Perguntado sobre uma possível omissão do Legislativo municipal na cobrança e no auxílio pela reabertura do Museu, Dácio vai além e questiona a ausência da classe produtiva da cultura no debate público: “O debate, antes, quem propõe é o Executivo. Vai para a Câmara, aprovando. A gente sempre faz uma proposição. Chega lá, muda tudo. Mas cadê a classe para pressionar?”. Ele ainda complementa: “A Cultura, dentro da estrutura de governo, é um vetor. Uma secretaria de cultura ou uma entidade fundacional não faz cultura, não é um agente cultural, ninguém produz”.

 

Parte da exposição permanente do Museu de Cultura Popular retrata os folguedos e as danças tradicionais do Rio Grande do Norte (Foto: Lara Paiva/Reprodução)

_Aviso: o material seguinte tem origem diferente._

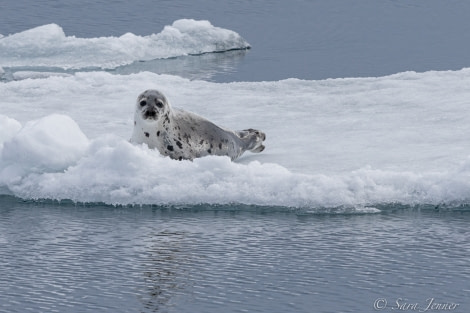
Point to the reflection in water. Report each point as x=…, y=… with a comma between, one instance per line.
x=164, y=275
x=201, y=67
x=208, y=66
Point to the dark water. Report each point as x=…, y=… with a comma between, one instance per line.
x=75, y=258
x=306, y=39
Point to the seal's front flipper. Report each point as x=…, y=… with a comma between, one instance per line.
x=253, y=139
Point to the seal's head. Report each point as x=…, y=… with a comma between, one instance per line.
x=151, y=105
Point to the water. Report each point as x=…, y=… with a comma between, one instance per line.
x=75, y=258
x=380, y=227
x=300, y=39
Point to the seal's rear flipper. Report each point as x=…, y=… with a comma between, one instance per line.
x=253, y=139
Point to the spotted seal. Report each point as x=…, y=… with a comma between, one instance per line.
x=183, y=135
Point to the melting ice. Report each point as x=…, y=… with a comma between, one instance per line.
x=48, y=46
x=340, y=142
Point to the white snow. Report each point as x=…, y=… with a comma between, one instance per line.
x=48, y=46
x=342, y=142
x=352, y=143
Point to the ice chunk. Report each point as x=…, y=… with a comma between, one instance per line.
x=48, y=46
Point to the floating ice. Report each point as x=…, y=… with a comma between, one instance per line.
x=52, y=143
x=343, y=142
x=48, y=46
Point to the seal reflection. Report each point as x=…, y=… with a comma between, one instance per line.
x=166, y=273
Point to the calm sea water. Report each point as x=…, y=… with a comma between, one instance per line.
x=75, y=258
x=306, y=39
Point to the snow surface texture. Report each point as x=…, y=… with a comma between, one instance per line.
x=345, y=142
x=48, y=46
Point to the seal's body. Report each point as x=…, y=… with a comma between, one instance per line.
x=183, y=135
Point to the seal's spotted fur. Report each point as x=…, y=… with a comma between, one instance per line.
x=183, y=135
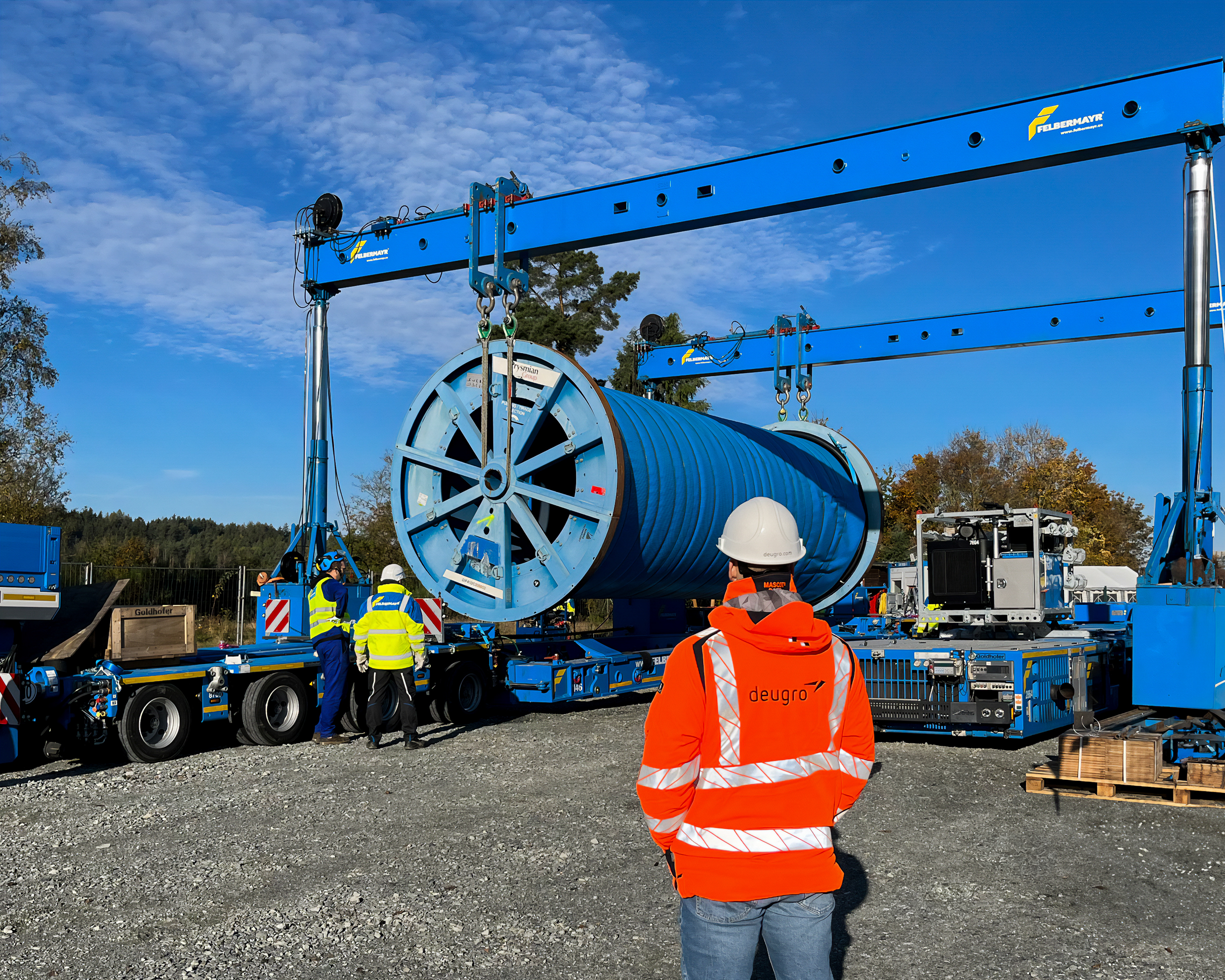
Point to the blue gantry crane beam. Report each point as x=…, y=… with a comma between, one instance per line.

“Com isso, se constituem alguns blocos de três ou quatro grupos. Dominam situações, direções. Aí esses sim vão para a Câmara, fazem o lobby deles”, afirma. Na sua avaliação, cabe aos produtores um ativismo institucional nas instâncias democráticas, para que o direcionamento das prioridades não fique restrito ao “conceito de um gestor”: “Essa demanda é de corresponsabilidade: sociedade civil, classe produtiva, Poder Executivo e depois o Legislativo”.

Indagado sobre essa perspectiva, Luciano Capistrano diz que os grupos de cultura não podem ficar reféns e precisam ser proativos, provocando a ação das políticas públicas. Para ele, ainda que as políticas públicas sejam gerenciadas pelos governos, é preciso que os grupos e a sociedade também se manifestem, digam e cobrem o que entendem ser prioridade para essa mesma sociedade.

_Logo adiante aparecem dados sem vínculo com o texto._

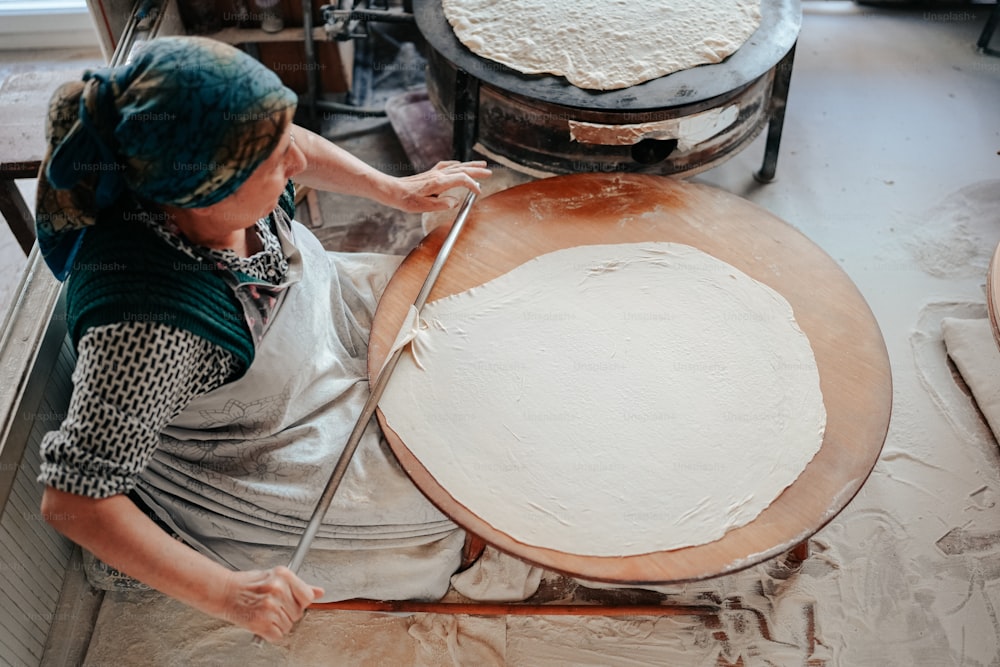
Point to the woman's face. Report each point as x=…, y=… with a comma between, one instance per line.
x=223, y=225
x=258, y=195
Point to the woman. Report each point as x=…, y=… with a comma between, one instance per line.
x=221, y=350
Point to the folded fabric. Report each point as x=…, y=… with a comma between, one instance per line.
x=971, y=346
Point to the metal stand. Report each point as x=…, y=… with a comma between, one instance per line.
x=465, y=119
x=991, y=25
x=779, y=100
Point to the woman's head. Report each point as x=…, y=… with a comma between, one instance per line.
x=185, y=124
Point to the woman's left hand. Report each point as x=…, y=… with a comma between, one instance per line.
x=425, y=191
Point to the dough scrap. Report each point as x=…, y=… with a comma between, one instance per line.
x=603, y=44
x=611, y=400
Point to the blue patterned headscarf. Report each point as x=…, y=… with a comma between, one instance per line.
x=184, y=123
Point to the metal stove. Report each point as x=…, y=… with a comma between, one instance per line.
x=682, y=123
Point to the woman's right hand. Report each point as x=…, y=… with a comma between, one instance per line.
x=267, y=602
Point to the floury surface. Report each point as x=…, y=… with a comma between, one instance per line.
x=889, y=162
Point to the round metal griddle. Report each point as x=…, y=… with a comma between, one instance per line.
x=543, y=125
x=778, y=30
x=513, y=226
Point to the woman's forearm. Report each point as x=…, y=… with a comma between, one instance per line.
x=121, y=535
x=266, y=602
x=333, y=169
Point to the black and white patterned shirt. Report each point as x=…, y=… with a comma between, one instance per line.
x=133, y=378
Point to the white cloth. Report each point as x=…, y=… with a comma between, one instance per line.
x=240, y=470
x=971, y=346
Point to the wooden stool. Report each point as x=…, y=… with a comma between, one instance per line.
x=24, y=101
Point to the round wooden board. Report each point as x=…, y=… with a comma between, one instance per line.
x=515, y=225
x=993, y=294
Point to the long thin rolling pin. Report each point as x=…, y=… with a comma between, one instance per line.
x=373, y=398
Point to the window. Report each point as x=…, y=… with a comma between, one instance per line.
x=41, y=24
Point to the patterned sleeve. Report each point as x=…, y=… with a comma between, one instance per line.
x=131, y=380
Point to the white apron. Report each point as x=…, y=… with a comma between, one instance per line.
x=240, y=470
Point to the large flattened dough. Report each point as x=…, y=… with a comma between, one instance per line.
x=611, y=400
x=603, y=44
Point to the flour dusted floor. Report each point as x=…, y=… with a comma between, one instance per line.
x=889, y=162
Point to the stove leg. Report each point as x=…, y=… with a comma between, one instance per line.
x=465, y=124
x=779, y=99
x=991, y=25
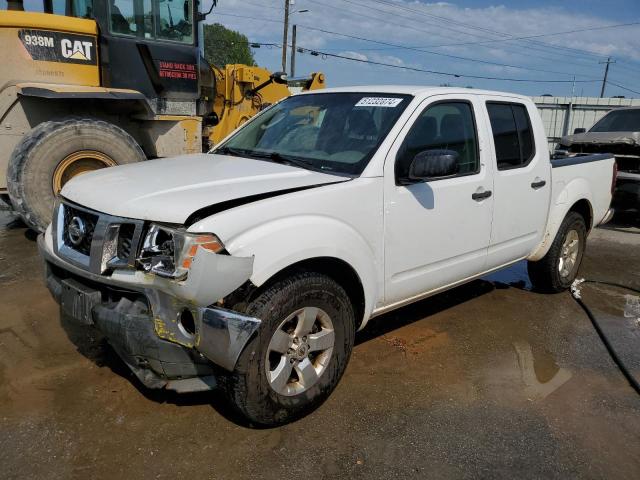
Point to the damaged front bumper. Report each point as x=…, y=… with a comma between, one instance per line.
x=168, y=340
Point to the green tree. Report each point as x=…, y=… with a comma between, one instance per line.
x=223, y=46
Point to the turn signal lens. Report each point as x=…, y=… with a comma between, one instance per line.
x=208, y=242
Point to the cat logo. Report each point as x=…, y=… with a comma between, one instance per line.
x=76, y=50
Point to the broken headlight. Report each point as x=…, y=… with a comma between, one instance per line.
x=169, y=252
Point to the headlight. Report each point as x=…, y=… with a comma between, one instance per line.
x=169, y=252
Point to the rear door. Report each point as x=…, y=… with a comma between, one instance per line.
x=437, y=232
x=522, y=180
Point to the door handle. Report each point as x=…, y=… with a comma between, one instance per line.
x=481, y=195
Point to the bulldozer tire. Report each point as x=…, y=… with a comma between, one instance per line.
x=56, y=151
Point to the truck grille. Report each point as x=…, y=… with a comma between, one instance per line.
x=96, y=241
x=125, y=240
x=78, y=229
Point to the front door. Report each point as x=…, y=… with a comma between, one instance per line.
x=437, y=232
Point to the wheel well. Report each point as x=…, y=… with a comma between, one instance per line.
x=338, y=270
x=583, y=208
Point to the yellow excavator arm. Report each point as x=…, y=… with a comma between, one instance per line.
x=242, y=91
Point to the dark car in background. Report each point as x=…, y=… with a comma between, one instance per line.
x=618, y=133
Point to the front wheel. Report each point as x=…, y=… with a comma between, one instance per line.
x=300, y=352
x=557, y=270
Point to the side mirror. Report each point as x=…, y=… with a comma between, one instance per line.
x=430, y=164
x=280, y=78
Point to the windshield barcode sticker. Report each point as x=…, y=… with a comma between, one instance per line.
x=378, y=102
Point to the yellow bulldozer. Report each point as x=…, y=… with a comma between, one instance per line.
x=88, y=84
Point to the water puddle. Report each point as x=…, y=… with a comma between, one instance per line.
x=515, y=276
x=540, y=373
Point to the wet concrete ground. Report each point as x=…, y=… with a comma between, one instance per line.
x=489, y=380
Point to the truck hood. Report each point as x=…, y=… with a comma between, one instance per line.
x=630, y=138
x=170, y=190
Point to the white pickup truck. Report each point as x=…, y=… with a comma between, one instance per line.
x=251, y=268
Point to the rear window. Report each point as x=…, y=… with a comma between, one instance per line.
x=619, y=121
x=512, y=134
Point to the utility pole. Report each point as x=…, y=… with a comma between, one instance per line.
x=285, y=35
x=606, y=74
x=293, y=50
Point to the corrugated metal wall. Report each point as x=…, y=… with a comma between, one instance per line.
x=561, y=115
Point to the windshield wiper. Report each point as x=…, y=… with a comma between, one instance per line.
x=271, y=156
x=238, y=152
x=280, y=158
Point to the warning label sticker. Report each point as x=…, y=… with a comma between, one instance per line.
x=379, y=102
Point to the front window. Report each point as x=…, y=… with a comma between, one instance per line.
x=333, y=132
x=160, y=19
x=619, y=121
x=446, y=125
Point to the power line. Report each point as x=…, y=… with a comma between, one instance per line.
x=420, y=50
x=623, y=88
x=415, y=69
x=434, y=72
x=482, y=29
x=530, y=44
x=406, y=48
x=389, y=22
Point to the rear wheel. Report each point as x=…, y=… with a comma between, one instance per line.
x=300, y=352
x=557, y=270
x=55, y=152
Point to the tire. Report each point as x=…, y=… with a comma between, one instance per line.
x=553, y=273
x=249, y=388
x=47, y=153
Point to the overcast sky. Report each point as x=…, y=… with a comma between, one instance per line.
x=473, y=25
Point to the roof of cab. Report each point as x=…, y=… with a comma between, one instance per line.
x=414, y=90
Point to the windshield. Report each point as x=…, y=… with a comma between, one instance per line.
x=619, y=121
x=336, y=132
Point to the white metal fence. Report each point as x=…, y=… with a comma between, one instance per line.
x=561, y=115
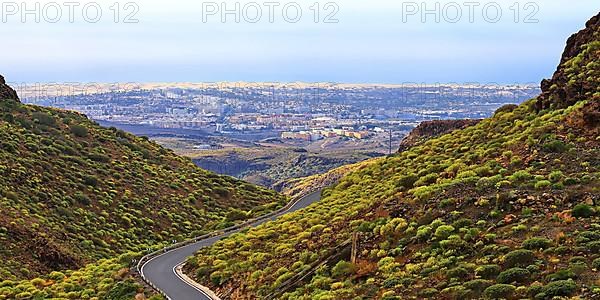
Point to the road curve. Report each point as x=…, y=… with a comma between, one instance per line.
x=160, y=270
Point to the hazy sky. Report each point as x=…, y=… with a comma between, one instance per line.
x=376, y=41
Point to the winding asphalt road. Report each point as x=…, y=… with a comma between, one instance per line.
x=160, y=270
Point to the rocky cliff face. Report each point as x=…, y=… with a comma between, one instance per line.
x=6, y=92
x=578, y=74
x=430, y=129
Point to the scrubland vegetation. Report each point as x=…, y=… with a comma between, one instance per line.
x=72, y=193
x=505, y=209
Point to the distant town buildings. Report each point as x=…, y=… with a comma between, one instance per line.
x=304, y=113
x=317, y=134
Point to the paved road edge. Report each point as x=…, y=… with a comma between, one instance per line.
x=145, y=259
x=178, y=270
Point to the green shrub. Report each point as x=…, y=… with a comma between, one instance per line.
x=521, y=176
x=518, y=275
x=519, y=258
x=459, y=273
x=583, y=210
x=477, y=285
x=488, y=271
x=444, y=231
x=499, y=291
x=596, y=264
x=123, y=291
x=560, y=288
x=536, y=243
x=82, y=199
x=342, y=269
x=556, y=176
x=561, y=275
x=542, y=184
x=44, y=118
x=79, y=131
x=555, y=146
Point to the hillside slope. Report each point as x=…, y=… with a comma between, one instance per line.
x=72, y=192
x=505, y=209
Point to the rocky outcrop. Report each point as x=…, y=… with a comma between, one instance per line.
x=6, y=92
x=430, y=129
x=578, y=75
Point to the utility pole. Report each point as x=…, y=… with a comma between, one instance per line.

Mesmo que a demanda, como eles apontam, seja de corresponsabilidade e que a sociedade deva estar cada vez mais presente no debate, nos casos como o do Museu Djalma Maranhão, o Poder Público não é apenas vetor de implementação de políticas restrito ao que os gestores de ocasião elencam como prioridade.

Por força de lei, compete ao Município promover a cultura, aprofundar a consciência da população sobre o patrimônio cultural da comunidade, bem como criar e manter espaços culturais devidamente equipados. Mas o que se tem visto, com o Museu de Cultura Popular Djalma Maranhão fechado, em cenário de abandono, há meia década, é a abertura de um vácuo na memória coletiva do povo natalense e potiguar, contribuindo para que a população perca o vínculo com sua própria história, memória e identidade local.

Reportagem produzida para o componente curricular Laboratório de Planejamento e Pesquisa em Jornalismo, sob orientação do professor José Jullian Gomes de Souza (UFRN).